No i tak jak pisaly dziewczyny pozwala zauwazyc wszystkie zmiany i ciaze (no moze nie po tygodniu ale po ok dwoch tygodniach, za to znana jest dokladna data owulacji co pomaga usalic date porodu) i rozne inne nieprawidlowosci.
Jak dla mnie bardzo dobra metoda.
napisał/a: kania3 2008-09-28 13:38
arTemida napisal(a):Cierpliwości a wszystko się wyklaruje
jakbyś potrzebowała pomocy to pisz


bede pamiętać, dziękuje

na razie czekam i obserwuję, zobaczymy co z tego wyjdzie :)
napisał/a: Sortis 2008-09-28 16:20
wierzycie w NMPR a w krasnoludki i smerfy też wierzycie?
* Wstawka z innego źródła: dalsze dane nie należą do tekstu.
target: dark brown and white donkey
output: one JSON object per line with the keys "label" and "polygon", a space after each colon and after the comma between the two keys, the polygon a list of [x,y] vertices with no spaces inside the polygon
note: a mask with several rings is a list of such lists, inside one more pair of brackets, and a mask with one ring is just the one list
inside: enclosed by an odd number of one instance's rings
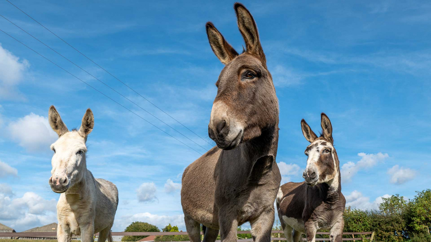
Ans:
{"label": "dark brown and white donkey", "polygon": [[278,102],[257,28],[242,4],[234,8],[247,49],[238,54],[211,22],[212,50],[225,65],[208,126],[217,146],[184,171],[181,202],[193,242],[235,241],[238,225],[249,221],[255,241],[269,242],[274,202],[281,176],[275,162]]}
{"label": "dark brown and white donkey", "polygon": [[331,242],[342,240],[346,199],[341,193],[340,161],[331,121],[325,113],[321,116],[319,137],[305,120],[301,121],[302,132],[311,143],[305,149],[305,181],[282,185],[277,195],[278,217],[288,242],[297,242],[303,233],[307,241],[314,242],[316,232],[324,229],[329,230]]}

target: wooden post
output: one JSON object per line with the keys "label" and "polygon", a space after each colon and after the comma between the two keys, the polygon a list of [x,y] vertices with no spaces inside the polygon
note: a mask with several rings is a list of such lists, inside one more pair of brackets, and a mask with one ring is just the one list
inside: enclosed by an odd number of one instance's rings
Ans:
{"label": "wooden post", "polygon": [[373,242],[373,239],[374,239],[374,231],[371,233],[371,238],[370,239],[370,242]]}

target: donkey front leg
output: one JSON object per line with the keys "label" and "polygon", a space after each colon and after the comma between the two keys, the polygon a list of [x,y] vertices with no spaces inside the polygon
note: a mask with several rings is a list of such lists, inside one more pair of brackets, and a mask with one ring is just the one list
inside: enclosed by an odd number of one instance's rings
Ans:
{"label": "donkey front leg", "polygon": [[305,222],[305,235],[307,236],[307,242],[315,242],[316,232],[317,227],[314,222],[307,221]]}
{"label": "donkey front leg", "polygon": [[343,241],[343,229],[344,228],[344,220],[341,219],[334,224],[329,230],[331,242],[341,242]]}
{"label": "donkey front leg", "polygon": [[270,242],[274,225],[274,207],[265,210],[256,219],[250,221],[251,235],[256,242]]}
{"label": "donkey front leg", "polygon": [[57,239],[58,242],[71,242],[72,233],[70,232],[70,228],[63,227],[61,223],[59,223],[57,226]]}
{"label": "donkey front leg", "polygon": [[219,224],[220,225],[220,237],[223,242],[237,241],[237,229],[238,221],[236,214],[231,213],[220,213],[219,215]]}
{"label": "donkey front leg", "polygon": [[200,242],[200,224],[187,214],[184,214],[186,229],[191,242]]}
{"label": "donkey front leg", "polygon": [[82,242],[94,242],[94,225],[92,223],[79,226]]}

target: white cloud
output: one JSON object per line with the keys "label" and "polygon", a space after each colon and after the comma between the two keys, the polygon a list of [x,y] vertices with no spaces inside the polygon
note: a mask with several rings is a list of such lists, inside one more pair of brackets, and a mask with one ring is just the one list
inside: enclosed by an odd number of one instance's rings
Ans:
{"label": "white cloud", "polygon": [[301,169],[296,164],[287,164],[282,161],[278,162],[277,165],[280,169],[280,173],[281,174],[281,184],[292,181],[290,176],[298,175]]}
{"label": "white cloud", "polygon": [[382,198],[387,198],[390,197],[389,195],[385,194],[376,198],[372,202],[370,202],[369,197],[364,197],[362,193],[355,190],[346,196],[346,207],[350,206],[353,208],[362,210],[378,209],[379,204],[383,201]]}
{"label": "white cloud", "polygon": [[168,179],[165,183],[165,192],[170,193],[175,192],[176,190],[181,189],[181,183],[174,182],[170,178]]}
{"label": "white cloud", "polygon": [[32,192],[12,199],[11,190],[0,191],[0,221],[22,231],[57,221],[55,199],[45,199]]}
{"label": "white cloud", "polygon": [[298,174],[299,166],[296,164],[287,164],[283,161],[277,163],[281,176],[293,176]]}
{"label": "white cloud", "polygon": [[29,66],[27,60],[20,60],[0,44],[0,99],[23,99],[16,86]]}
{"label": "white cloud", "polygon": [[186,226],[184,223],[184,215],[158,215],[152,214],[150,213],[141,213],[131,216],[125,216],[121,218],[119,226],[125,228],[132,222],[141,221],[149,223],[156,225],[160,228],[164,228],[170,223],[172,226],[178,226],[180,230],[185,231]]}
{"label": "white cloud", "polygon": [[303,76],[291,69],[287,69],[282,66],[277,65],[271,70],[272,81],[278,87],[286,87],[301,83]]}
{"label": "white cloud", "polygon": [[0,177],[5,177],[8,176],[17,176],[18,175],[18,170],[0,160]]}
{"label": "white cloud", "polygon": [[142,183],[137,191],[138,200],[141,202],[152,202],[156,200],[156,184],[154,182]]}
{"label": "white cloud", "polygon": [[372,167],[389,157],[387,153],[384,154],[381,152],[375,154],[360,153],[358,155],[361,157],[361,160],[356,163],[349,161],[341,167],[341,177],[343,182],[351,181],[352,178],[359,170]]}
{"label": "white cloud", "polygon": [[50,145],[58,138],[48,118],[32,113],[11,122],[8,129],[12,139],[31,151],[49,150]]}
{"label": "white cloud", "polygon": [[387,170],[387,174],[390,175],[390,183],[400,185],[413,179],[416,172],[410,168],[404,168],[395,165]]}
KAŻDY kto na danym etapie swojego życia WYKLUCZA chęć posiadania dzieci powinien zabezpieczać się NA PRAWDĘ.Prezerwatywa środki hormonalne itp itd. Pamiętajcie że stosunek przerywany i kalendarzyk to nie metody antykoncepcyjne. Naopowiadają dzieciom głupot a potem 16 w ciąży...

jeżeli ktoś nie zmartwi się że jest w ciąży, dopuszcza taką możliwość NMPR są jak najbardziej ok. Wpadnę to nic się nie stanie.